Arctic National Wildlife Refuge

Arctic National Wildlife Refuge

The Arctic National Wildlife Refuge is a national wildlife refuge in northeastern Alaska, United States. ANWR includes a large variety of species of plants and animals, such as polar bears, grizzly bears, black bears, moose, caribou, wolves, eagles, lynx, wolverine, marten, beaver and migratory birds. The first federal protected area of Alaskan wilderness became a federal wilderness region in 1960.

About Arctic National Wildlife Refuge in brief

Summary Arctic National Wildlife RefugeThe Arctic National Wildlife Refuge is a national wildlife refuge in northeastern Alaska, United States. ANWR includes a large variety of species of plants and animals, such as polar bears, grizzly bears, black bears, moose, caribou, wolves, eagles, lynx, wolverine, marten, beaver and migratory birds. In 1929, a 28-year-old forester named Bob Marshall visited the upper Koyukuk River and the central Brooks Range on his summer vacation. In 1954, the National Park Service recommended that the untouched areas in the Northeastern region of Alaska be preserved for research and protection of nature. In 1980, Congress passed the Alaska National Interest Lands Conservation Act of 1980. The bill was signed into law by President Jimmy Carter on December 8, 1980, under U.S. Secretary of the Interior Andrew Seaton. The first federal protected area of Alaskan wilderness became a federal wilderness region in 1960 by order of Fred Seaton, Secretary of Interior. The question of whether to drill for oil in the National Wildlife Arctic Refuge has been a political controversy since 1977. The debate mainly concerns section 1002 in the ANWR, where many of the Arctic’s diverse wildlife species reside. There are two sides of this debate: support for drilling and the opposition of drilling. The usage of section 1001 in ANWR depends on the amount of oil worldwide, and the usage of part 1002 of the refuge depends on how much oil is found in the Arctic. The Far North is a fragile place. It takes a lot of living and living in wilderness territory to keep this alive, for scientific observation, for esthetic inspiration, and for ecological inspiration.

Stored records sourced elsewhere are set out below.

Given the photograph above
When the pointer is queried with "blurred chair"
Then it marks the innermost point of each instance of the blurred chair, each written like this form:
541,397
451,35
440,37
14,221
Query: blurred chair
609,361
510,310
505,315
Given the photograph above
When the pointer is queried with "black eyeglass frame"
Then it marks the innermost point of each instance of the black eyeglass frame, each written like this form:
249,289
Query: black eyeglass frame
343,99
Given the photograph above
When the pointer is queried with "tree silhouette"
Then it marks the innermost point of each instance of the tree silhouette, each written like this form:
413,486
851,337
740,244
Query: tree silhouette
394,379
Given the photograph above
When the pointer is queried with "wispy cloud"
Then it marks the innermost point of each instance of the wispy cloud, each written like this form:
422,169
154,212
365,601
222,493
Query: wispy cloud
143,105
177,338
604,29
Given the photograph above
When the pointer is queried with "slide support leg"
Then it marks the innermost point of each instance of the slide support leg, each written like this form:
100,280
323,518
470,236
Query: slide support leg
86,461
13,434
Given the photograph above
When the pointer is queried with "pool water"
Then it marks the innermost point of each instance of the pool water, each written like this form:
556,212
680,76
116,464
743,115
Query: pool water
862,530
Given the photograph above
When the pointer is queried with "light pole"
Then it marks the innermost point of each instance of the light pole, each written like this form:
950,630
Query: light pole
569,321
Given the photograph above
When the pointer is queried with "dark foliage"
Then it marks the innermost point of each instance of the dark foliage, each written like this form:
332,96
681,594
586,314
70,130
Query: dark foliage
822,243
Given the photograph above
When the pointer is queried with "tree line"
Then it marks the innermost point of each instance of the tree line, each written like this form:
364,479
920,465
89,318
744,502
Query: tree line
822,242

In 1960, Celia Hunter and Muries Muries joined the Alaska Conservation Society to fight tirelessly to garner support for the protection of wilderness ecosystems. In 2012, President Barack Obama signed a bill into law that would protect the Alaska wilderness region from future oil drilling. In 2013, President Obama signed the Alaska Wilderness Act of 2013, which protects the Alaska North Slope region from oil drilling for the next 30 years. In 2014, the U.N. Secretary-General announced that the Arctic National wildlife refuge would be protected from drilling for 20 years, starting in 2015. The U.K. government has agreed to a 20-year moratorium on oil drilling in the region until the end of the decade. In 2015, the Obama administration announced that it would not drill in the area until after the completion of a study of the results of the study. In 2016, the White House announced that no oil drilling would be allowed in the Northern Aleutian region of the United States in the next five years. The National Wildlife refuge system was founded by President Theodore Roosevelt in 1903, to protect immense areas of wildlife and wetlands in theUnited States. The refuge system created the Migratory Bird Treaty Act of 1918 which conserves the wildlife of Alaska. In 1956, Olaus and Mardy Murie led an expedition to the Brooks Range in northeast Alaska, where they dedicated an entire summer to study the land and wildlife ecosystems of the Upper Sheenjek Valley.